Nessa época, o assistente administrativo estava na fase depressiva da doen-ça. “Não tinha vontade de nada, não conseguia levantar da cama, mesmo que eu dormisse muito eu não conseguia acordar, e se eu dormisse pouco também não. Para mim nada fazia sentindo, as coisas não eram legais, nada era bom. Nem a luz do sol eu gostava”, relatou o que sentia.

Após o diagnóstico, P.C. iniciou o tratamento com remédios e acompanhamento psiquiátrico. Ficou 15 dias afastado do trabalho. Em decorrência dos medicamentos, P.C. sentiu os efeitos colaterais: dores no corpo e perda do paladar. “Quando descobri a doença, fiquei muito mal, porque não tem cura. Então foi gradativo com o remédio. Comecei tomando três por dia, no final do tratamento eu estava tomando uns nove”, falou.

Um pouco sem graça, o assistente administrativo admite que no começo, logo após descobrir a doença, ele se entregou e se deixou levar. “Eu vi que os remédios estavam me fazendo muito mal, são muito fortes. Então eu parei de tomar o remédio, mesmo sem a recomendação do médico. Eu decidi que conseguiria, e estou assim até hoje, às vezes estou bem, mas tenho algumas recaídas e volto a tomar o remédio”, expôs.

As recaídas são facilmente identificadas por P.C., os picos de euforia, cantar sem motivos, esbanjar alegria e logo depois ficar triste, quieto, calado. Para ele, o momento mais difícil do dia é o horário de dormir, no período da noite. “Hoje eu conto muito com a ajuda dos meus amigos e dos meus pais. Quando não ‘tô’ bem à noite, vou pro quarto dos meus pais, conversar e até dormir com eles”, acrescentou.

“Muita gente acha que a bipolaridade é ter dupla personalidade”, desabafou P.C.

Durante a conversa, o assistente administrativo fez um desabafo. Ele conta que a maioria das pessoas não conhece a doença e, por isso, acredita que sejam apenas pessoas ‘duas caras’, ou seja, de dupla personalidade. “Quando eu conto, as pessoas falam: Ah! Todo mundo tem duas pessoas dentro de você. Não é isso. A bipolaridade é uma alternância de humor. É uma coisa que não tem explicação. Você fica feliz porque a água está gelada. E aí quando você vai tomar a água se ela não estiver boa, você quer morrer, nada mais faz sentido. É uma questão de saúde mental, é uma doença”, desabafou.

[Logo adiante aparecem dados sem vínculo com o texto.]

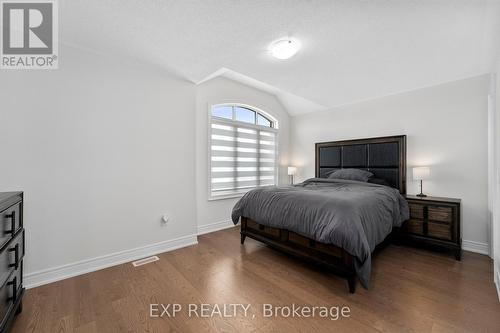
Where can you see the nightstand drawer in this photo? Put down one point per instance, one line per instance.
(415, 226)
(440, 214)
(416, 211)
(439, 230)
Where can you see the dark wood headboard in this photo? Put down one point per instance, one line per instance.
(385, 157)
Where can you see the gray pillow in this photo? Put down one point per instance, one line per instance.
(351, 174)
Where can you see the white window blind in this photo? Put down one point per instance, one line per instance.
(242, 157)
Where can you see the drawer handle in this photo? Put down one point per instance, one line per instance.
(13, 283)
(12, 218)
(15, 249)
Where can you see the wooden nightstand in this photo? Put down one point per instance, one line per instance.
(434, 221)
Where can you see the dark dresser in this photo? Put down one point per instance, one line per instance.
(11, 257)
(434, 221)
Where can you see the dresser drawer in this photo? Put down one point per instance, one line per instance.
(441, 214)
(415, 226)
(11, 256)
(9, 291)
(439, 230)
(10, 222)
(416, 211)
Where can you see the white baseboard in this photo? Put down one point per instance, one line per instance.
(207, 228)
(477, 247)
(49, 275)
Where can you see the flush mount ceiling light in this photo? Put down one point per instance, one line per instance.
(284, 48)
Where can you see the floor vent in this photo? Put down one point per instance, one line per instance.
(145, 261)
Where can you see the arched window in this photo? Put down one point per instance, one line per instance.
(243, 150)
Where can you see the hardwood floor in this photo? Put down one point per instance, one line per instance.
(411, 290)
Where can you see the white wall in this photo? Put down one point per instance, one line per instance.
(495, 190)
(446, 128)
(214, 214)
(101, 149)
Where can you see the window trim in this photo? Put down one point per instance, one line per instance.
(274, 129)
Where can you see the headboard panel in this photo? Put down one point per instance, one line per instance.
(385, 157)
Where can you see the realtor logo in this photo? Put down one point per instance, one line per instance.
(29, 34)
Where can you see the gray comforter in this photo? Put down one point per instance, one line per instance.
(355, 216)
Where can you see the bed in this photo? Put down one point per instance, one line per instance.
(334, 222)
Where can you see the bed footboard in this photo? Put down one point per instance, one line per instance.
(333, 257)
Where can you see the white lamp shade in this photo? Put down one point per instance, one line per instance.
(292, 171)
(420, 173)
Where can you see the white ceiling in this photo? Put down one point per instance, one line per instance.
(352, 50)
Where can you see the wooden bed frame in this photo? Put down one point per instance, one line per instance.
(383, 156)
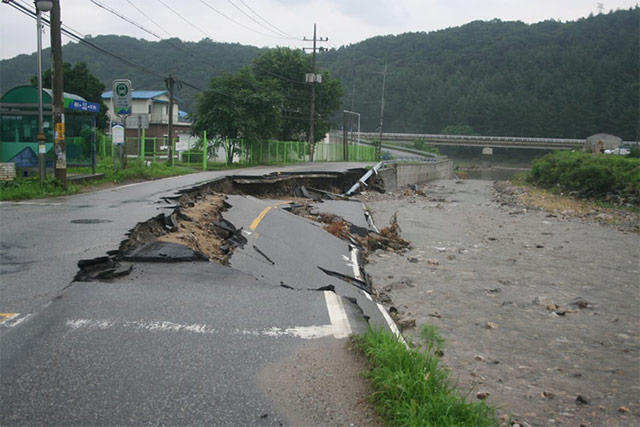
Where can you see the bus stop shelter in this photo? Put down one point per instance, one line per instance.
(19, 128)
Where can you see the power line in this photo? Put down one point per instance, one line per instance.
(124, 18)
(148, 17)
(169, 42)
(185, 19)
(71, 34)
(267, 22)
(258, 22)
(238, 23)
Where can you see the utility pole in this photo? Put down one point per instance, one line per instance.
(345, 142)
(313, 78)
(379, 145)
(170, 83)
(59, 147)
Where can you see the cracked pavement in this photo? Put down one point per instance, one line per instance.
(181, 342)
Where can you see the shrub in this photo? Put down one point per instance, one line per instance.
(589, 176)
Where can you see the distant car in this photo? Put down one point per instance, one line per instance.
(620, 151)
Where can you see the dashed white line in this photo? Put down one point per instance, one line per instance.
(303, 332)
(339, 319)
(356, 272)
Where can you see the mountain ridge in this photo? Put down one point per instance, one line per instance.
(548, 79)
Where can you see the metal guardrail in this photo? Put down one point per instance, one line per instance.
(435, 138)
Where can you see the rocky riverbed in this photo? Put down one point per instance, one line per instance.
(540, 309)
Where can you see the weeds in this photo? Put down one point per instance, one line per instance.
(432, 338)
(31, 188)
(411, 389)
(610, 178)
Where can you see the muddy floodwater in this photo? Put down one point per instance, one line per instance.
(539, 311)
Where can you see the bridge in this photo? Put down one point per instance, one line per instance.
(478, 141)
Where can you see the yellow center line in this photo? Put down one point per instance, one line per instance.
(265, 211)
(7, 316)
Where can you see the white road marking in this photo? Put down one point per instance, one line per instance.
(392, 325)
(11, 320)
(32, 203)
(339, 319)
(303, 332)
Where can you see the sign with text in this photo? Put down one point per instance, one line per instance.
(117, 134)
(84, 106)
(121, 97)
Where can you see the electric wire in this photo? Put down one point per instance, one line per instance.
(267, 22)
(239, 23)
(185, 19)
(149, 18)
(72, 35)
(169, 42)
(124, 18)
(277, 32)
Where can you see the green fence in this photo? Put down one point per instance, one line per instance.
(267, 152)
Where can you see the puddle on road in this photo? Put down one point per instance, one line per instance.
(196, 220)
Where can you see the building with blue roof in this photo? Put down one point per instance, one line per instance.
(150, 111)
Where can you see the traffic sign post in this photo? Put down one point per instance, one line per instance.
(121, 97)
(121, 100)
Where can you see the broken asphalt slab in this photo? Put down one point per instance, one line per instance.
(292, 250)
(169, 344)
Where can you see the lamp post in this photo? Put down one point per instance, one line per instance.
(41, 6)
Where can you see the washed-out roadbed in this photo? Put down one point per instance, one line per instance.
(540, 310)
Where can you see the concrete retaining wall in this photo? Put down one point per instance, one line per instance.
(400, 175)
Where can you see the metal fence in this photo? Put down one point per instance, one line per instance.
(248, 152)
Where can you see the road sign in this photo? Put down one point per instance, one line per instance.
(84, 106)
(121, 97)
(117, 134)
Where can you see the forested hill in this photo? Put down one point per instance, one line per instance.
(549, 79)
(194, 62)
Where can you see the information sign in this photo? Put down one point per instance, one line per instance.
(121, 97)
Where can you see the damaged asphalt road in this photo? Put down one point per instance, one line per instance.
(172, 342)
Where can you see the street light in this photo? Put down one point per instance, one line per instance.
(41, 6)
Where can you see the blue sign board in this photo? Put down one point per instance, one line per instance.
(84, 106)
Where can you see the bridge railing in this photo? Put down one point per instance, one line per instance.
(473, 138)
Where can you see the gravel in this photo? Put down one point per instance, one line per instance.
(540, 312)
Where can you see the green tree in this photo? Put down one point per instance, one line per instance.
(79, 80)
(238, 108)
(286, 68)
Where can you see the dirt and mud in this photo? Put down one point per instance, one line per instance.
(540, 309)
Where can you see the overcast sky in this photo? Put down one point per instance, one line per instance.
(282, 22)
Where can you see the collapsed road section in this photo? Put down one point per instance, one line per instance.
(218, 285)
(295, 230)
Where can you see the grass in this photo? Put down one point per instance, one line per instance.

Aos poucos P.C. foi aprendendo a conviver e controlar a doença. Fazer pequenas coisas, como dirigir, muitas vezes é complicado. Alguns sentidos são afetados pelo transtorno. “Tem horas que eu não consigo dirigir. Antigamente, eu me desesperava, chorava e pensava: todo mundo consegue dirigir, e eu não! Hoje, quando não consigo dirigir, eu peço para meus pais ou ligo para um amigo”, exemplificou P.C.

Por fim, o assistente administrativo falou da surpresa de ver, quando ia se consultar, muitas pessoas conhecidas na cidade, pessoas que ele nunca imaginou sofrer de alguma doença mental, também procurando por tratamento. “A gente acha que não tem muita gente, mas tem. Meus pais sempre preservaram muito minha imagem. Eu frequentava a terapia em um horário diferenciado. E lá eu vi muitas pessoas que eu conhecia e não sabia que elas também tinham. E elas foram me mostrando que dá para conviver com o transtorno”, finalizou.